The card sits about 30 feet from the router (Nighthawk AC2100) with two walls in between and works fine.
USB:
Despite the fact that HP 8300s predate USB 3.0, the refurbished model DID come with four USB 3.0 ports in the back, even though Amazon (where I bought it) did not specify whether the computer had USB 3.0 or not.
Dual Boot:
I use the BIOS’s startup menu to choose between SATA 0 and 1 (Mac on my 1TB SSD vs. Windows on the default HD). I haven’t tried using Boot Camp or otherwise partitioning one drive to have two operating systems.
Messages:
Following the steps in P1LGRIM’s iMessage guide (as linked in Step 10) did the trick, first try.
However, after a fiasco requiring me to reinstall OS from a flash drive, Messages became intermittent, even after I triple-checked all my steps (generating a new valid serial number, running iMessageDebug, giving it permission through my iPhone 6s, etc.). It could receive messages, and could send SMS, but would sometimes fail to receive SMS and would always fail to send messages. Group SMS I sent would also split into individual texts for each person.
The fix ended up being recovering the config.plist file I had before the OS crashed and copying the exact serial number, SMUIID, MLB, and ROM (UseMacAddr0) from it to my current config.plist.
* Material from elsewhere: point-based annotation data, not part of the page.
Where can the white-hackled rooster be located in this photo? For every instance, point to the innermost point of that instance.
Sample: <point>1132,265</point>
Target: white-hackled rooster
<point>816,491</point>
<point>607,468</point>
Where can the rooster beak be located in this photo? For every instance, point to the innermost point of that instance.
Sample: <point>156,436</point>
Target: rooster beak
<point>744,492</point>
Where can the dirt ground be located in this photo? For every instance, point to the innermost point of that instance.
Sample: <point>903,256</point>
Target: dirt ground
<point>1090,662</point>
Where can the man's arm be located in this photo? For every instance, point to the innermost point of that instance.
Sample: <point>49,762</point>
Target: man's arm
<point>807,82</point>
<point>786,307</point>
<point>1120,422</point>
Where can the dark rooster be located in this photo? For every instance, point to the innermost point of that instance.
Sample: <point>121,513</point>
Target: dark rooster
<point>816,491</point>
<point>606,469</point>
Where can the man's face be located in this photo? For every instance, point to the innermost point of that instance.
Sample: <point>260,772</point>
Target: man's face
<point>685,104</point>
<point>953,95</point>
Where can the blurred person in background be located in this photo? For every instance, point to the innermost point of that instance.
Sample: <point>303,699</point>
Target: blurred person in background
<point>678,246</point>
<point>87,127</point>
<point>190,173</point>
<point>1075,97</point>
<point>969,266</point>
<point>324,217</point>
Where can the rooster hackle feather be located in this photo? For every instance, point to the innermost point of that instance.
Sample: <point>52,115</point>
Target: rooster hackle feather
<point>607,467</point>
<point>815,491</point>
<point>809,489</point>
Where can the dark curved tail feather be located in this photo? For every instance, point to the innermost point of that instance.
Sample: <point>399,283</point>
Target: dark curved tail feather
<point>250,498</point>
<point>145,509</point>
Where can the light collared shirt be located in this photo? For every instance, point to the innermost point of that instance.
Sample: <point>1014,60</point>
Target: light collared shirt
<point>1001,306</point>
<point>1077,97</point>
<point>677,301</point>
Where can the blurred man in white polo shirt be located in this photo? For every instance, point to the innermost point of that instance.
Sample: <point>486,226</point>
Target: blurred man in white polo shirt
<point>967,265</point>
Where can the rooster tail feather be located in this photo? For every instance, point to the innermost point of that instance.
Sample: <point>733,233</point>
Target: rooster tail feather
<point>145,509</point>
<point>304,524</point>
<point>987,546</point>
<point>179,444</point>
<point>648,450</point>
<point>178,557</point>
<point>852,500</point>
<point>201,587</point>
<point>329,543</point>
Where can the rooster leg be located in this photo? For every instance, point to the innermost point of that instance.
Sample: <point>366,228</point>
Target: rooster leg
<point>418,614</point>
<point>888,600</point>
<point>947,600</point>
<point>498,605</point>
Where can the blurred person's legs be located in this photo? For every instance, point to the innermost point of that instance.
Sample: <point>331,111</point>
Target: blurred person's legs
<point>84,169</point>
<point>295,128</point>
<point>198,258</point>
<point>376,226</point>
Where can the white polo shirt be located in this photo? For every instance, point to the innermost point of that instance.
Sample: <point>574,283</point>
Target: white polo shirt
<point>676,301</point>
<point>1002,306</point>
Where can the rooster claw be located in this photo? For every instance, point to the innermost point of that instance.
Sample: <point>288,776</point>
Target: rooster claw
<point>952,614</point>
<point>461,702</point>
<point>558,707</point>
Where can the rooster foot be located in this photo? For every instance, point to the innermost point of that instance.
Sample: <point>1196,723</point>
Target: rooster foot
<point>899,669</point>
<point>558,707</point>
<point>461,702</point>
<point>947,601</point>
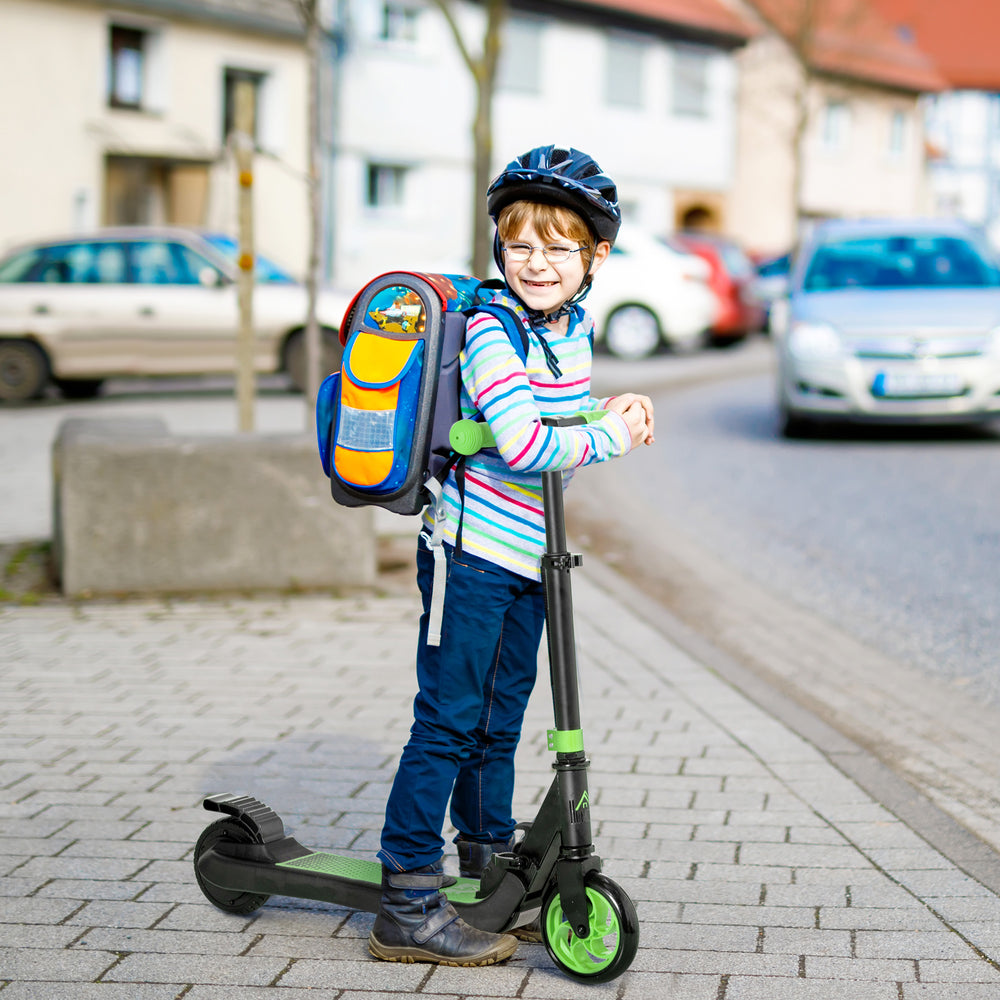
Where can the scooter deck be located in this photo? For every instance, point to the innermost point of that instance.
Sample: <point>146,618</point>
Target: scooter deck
<point>464,890</point>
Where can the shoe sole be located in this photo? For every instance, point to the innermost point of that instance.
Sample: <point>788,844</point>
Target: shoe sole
<point>530,935</point>
<point>499,953</point>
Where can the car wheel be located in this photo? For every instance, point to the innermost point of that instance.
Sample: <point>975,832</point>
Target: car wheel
<point>79,388</point>
<point>793,424</point>
<point>632,332</point>
<point>24,371</point>
<point>295,356</point>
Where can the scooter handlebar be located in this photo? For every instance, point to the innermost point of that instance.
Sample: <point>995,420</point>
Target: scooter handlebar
<point>469,436</point>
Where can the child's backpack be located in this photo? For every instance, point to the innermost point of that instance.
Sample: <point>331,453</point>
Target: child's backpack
<point>383,420</point>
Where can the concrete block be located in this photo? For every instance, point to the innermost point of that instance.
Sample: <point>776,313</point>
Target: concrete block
<point>139,510</point>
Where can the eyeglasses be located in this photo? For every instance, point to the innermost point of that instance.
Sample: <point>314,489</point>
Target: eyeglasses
<point>554,253</point>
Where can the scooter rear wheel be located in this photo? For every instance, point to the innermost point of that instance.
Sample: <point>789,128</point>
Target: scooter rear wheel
<point>612,937</point>
<point>230,901</point>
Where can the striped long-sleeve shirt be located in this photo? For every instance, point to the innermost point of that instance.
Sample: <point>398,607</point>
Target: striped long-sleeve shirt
<point>503,521</point>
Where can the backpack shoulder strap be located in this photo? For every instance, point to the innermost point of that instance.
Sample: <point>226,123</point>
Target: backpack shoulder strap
<point>511,323</point>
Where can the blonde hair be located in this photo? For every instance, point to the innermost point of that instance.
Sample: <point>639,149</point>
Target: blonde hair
<point>551,222</point>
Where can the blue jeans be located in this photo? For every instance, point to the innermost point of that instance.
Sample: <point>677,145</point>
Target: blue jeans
<point>467,715</point>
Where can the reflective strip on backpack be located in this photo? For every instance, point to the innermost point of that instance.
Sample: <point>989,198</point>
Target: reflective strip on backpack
<point>435,613</point>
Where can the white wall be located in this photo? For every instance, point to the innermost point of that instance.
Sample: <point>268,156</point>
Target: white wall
<point>59,128</point>
<point>413,105</point>
<point>860,176</point>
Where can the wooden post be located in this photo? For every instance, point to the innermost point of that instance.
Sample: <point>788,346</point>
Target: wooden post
<point>245,348</point>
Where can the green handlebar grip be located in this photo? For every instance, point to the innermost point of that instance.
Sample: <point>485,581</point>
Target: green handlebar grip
<point>469,436</point>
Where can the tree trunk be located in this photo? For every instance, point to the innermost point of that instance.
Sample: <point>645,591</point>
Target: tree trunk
<point>313,345</point>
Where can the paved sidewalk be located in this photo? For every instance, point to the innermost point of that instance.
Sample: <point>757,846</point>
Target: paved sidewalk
<point>759,870</point>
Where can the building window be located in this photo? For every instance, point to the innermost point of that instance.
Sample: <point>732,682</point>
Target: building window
<point>690,81</point>
<point>126,67</point>
<point>521,56</point>
<point>897,135</point>
<point>385,185</point>
<point>398,23</point>
<point>836,126</point>
<point>231,78</point>
<point>623,73</point>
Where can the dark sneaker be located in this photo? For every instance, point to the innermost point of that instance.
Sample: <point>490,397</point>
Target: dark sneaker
<point>416,923</point>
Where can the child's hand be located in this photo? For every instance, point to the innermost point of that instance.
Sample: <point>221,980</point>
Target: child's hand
<point>637,411</point>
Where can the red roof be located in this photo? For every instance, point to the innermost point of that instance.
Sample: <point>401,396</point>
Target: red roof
<point>962,36</point>
<point>706,15</point>
<point>850,38</point>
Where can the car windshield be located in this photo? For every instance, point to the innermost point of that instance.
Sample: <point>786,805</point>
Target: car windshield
<point>915,261</point>
<point>266,270</point>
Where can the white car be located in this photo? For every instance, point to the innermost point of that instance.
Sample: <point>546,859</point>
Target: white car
<point>647,294</point>
<point>891,321</point>
<point>144,301</point>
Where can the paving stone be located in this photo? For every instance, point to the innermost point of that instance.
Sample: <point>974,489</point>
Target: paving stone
<point>912,944</point>
<point>727,829</point>
<point>769,988</point>
<point>356,975</point>
<point>90,991</point>
<point>948,991</point>
<point>204,969</point>
<point>53,965</point>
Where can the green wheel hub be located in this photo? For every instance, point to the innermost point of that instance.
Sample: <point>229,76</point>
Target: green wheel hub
<point>612,936</point>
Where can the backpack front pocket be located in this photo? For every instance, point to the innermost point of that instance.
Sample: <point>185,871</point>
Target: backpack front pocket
<point>379,394</point>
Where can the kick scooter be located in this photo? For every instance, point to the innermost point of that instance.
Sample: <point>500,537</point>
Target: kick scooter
<point>588,922</point>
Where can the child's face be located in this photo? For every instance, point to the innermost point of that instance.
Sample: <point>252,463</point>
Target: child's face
<point>540,284</point>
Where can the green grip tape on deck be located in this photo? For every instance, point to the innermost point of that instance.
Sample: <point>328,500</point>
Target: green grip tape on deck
<point>566,740</point>
<point>469,436</point>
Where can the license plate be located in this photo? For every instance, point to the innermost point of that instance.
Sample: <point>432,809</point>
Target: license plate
<point>895,385</point>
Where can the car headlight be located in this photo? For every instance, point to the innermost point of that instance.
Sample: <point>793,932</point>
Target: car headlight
<point>814,342</point>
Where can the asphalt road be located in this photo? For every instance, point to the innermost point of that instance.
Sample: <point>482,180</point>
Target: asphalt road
<point>854,575</point>
<point>892,535</point>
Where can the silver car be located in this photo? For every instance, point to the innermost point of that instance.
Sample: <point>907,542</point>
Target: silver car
<point>144,301</point>
<point>889,321</point>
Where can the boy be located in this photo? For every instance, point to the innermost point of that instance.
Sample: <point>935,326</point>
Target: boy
<point>557,216</point>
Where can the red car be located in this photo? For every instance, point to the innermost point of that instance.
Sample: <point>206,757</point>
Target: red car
<point>732,280</point>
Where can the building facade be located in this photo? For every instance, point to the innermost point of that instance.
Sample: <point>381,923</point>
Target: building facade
<point>123,112</point>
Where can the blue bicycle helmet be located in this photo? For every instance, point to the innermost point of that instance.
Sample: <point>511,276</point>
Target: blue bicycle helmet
<point>558,176</point>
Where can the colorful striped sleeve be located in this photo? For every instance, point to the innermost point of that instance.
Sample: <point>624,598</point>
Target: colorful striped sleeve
<point>513,397</point>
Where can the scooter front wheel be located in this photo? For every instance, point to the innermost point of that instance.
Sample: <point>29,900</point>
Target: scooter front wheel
<point>612,937</point>
<point>232,901</point>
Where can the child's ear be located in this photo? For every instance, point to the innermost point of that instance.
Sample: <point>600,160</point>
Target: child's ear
<point>601,252</point>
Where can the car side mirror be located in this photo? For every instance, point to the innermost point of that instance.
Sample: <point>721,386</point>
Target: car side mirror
<point>208,277</point>
<point>777,322</point>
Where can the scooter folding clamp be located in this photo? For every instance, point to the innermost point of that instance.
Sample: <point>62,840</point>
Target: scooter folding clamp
<point>563,561</point>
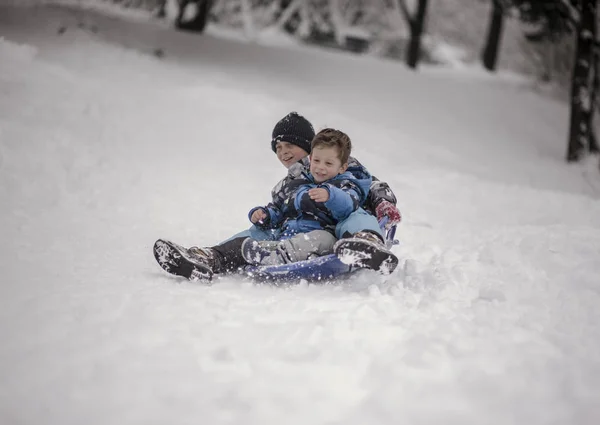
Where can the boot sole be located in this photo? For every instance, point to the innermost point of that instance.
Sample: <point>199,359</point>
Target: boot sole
<point>365,254</point>
<point>175,260</point>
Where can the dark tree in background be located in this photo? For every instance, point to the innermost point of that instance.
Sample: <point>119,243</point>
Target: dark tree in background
<point>198,22</point>
<point>489,56</point>
<point>561,18</point>
<point>583,89</point>
<point>417,26</point>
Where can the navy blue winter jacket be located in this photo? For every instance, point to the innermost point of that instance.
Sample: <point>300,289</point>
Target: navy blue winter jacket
<point>294,212</point>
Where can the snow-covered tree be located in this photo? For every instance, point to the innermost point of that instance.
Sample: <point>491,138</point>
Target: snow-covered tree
<point>556,19</point>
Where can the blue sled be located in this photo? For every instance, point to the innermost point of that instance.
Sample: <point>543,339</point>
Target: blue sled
<point>325,268</point>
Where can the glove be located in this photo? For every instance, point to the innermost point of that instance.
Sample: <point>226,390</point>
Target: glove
<point>389,210</point>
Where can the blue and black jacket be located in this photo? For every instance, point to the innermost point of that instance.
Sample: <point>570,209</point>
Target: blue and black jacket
<point>294,211</point>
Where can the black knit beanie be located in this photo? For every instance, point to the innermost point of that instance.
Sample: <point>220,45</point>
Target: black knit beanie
<point>294,129</point>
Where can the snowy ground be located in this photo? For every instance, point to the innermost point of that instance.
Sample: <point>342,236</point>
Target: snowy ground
<point>105,147</point>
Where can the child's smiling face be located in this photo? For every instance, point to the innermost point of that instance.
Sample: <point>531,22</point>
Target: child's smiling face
<point>288,153</point>
<point>325,163</point>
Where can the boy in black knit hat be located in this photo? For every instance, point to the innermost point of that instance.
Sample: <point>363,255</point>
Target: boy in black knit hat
<point>291,141</point>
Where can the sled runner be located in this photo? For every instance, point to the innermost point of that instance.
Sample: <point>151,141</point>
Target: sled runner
<point>325,268</point>
<point>176,260</point>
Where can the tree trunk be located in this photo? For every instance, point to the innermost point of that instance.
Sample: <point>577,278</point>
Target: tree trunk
<point>198,22</point>
<point>582,85</point>
<point>417,25</point>
<point>490,52</point>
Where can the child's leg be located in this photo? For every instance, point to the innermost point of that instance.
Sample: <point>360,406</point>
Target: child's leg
<point>307,245</point>
<point>255,233</point>
<point>228,256</point>
<point>297,248</point>
<point>359,220</point>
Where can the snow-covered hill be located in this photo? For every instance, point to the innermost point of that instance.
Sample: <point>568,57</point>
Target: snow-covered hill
<point>492,318</point>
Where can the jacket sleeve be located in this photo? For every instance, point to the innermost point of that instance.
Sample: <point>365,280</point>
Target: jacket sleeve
<point>274,216</point>
<point>343,200</point>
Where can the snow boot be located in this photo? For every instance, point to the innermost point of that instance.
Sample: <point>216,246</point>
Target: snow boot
<point>366,249</point>
<point>177,260</point>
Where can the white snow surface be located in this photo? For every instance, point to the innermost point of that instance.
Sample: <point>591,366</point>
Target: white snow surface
<point>493,316</point>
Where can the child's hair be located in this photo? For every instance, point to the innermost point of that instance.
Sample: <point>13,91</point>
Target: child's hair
<point>331,138</point>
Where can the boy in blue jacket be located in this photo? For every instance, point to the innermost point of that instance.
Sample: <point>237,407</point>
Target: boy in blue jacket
<point>316,202</point>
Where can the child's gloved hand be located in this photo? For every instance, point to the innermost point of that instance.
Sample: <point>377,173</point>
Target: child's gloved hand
<point>389,210</point>
<point>258,216</point>
<point>319,195</point>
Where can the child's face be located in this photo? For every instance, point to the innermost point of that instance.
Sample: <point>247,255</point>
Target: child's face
<point>288,153</point>
<point>325,164</point>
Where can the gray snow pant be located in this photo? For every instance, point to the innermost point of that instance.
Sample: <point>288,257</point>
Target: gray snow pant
<point>304,246</point>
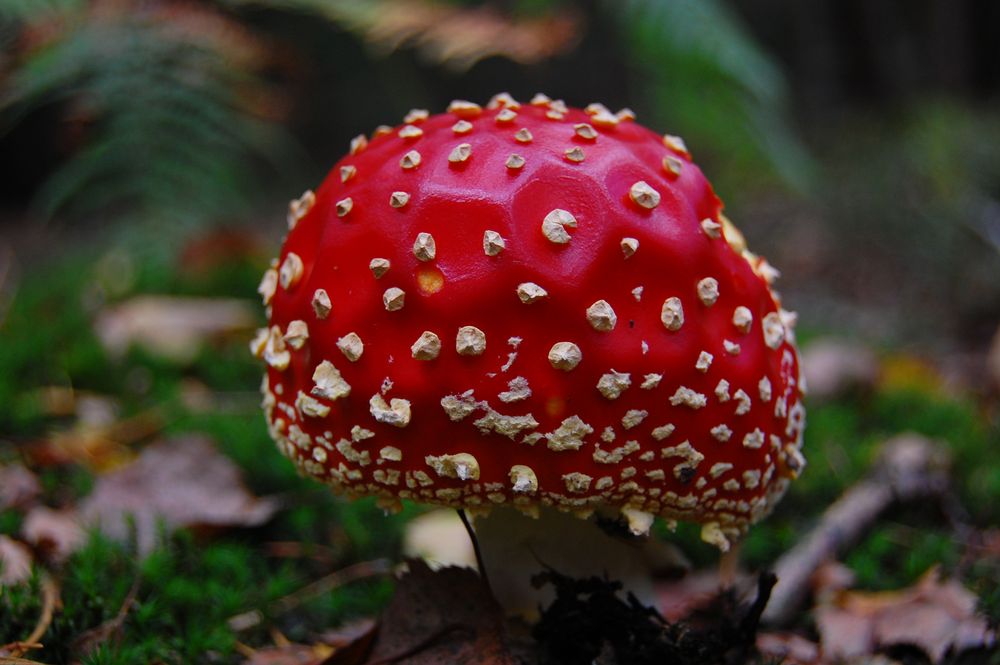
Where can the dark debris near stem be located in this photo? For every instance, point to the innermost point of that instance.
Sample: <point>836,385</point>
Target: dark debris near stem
<point>589,622</point>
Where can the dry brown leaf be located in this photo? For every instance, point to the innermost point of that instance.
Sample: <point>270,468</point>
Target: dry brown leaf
<point>15,562</point>
<point>55,533</point>
<point>95,440</point>
<point>170,326</point>
<point>290,654</point>
<point>933,615</point>
<point>18,487</point>
<point>833,367</point>
<point>183,482</point>
<point>444,617</point>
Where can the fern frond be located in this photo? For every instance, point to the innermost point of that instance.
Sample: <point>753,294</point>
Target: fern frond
<point>705,75</point>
Rebooted, and everything worked.
Safari:
Safari frequently force-refreshes the page when loading content on Facebook. My guess is that updating Safari would fix the problem, but when I went to update Safari from 10.1.2 to 12.1.1, I mistakenly hit “Update All” in the App Store, which also updated iTunes Device Support Update and Security Update 2019-003 10.12.6.
Afterward, I couldn’t get past the Clover bootloader. The OS became stuck in Kernel Trap 14 when booted normally, displaying “panic(cpu 2 caller 0xffffff800affe255): Kernel trap at 0xffffff7f8ba4330, type 14=page fault” overtop of the Apple logo on bootup. The computer would then force restart, only to hit the same error and repeat, over and over. Booting to safe mode, recovery mode, etc. would display a blank gray screen with the mouse doing the spinning wheel of death. Strangely enough, I couldn’t even boot to the Clover-configured flash drive. Trying would give me a blank, black screen after choosing Mac OS from the Clover menu.
The fix ended up being disconnecting my wifi card from the motherboard, disabling legacy support and enabling UEFI in BIOS, formatting the USB with UEFI instead of legacy, and booting from that. This allowed me to finally get back inside Mac OS, which I then installed from the flash drive onto the SSD.
Since then, I’ve been too gun-shy to update Safari, and have just used Chrome to browse Facebook instead.
Persisting Problems:
Aside from the audio hiss and an out-of-date Safari (mentioned above), the only shortcomings of my build are no bluetooth, no microphone, and no webcam. But I don’t need those functions, so I’m happy!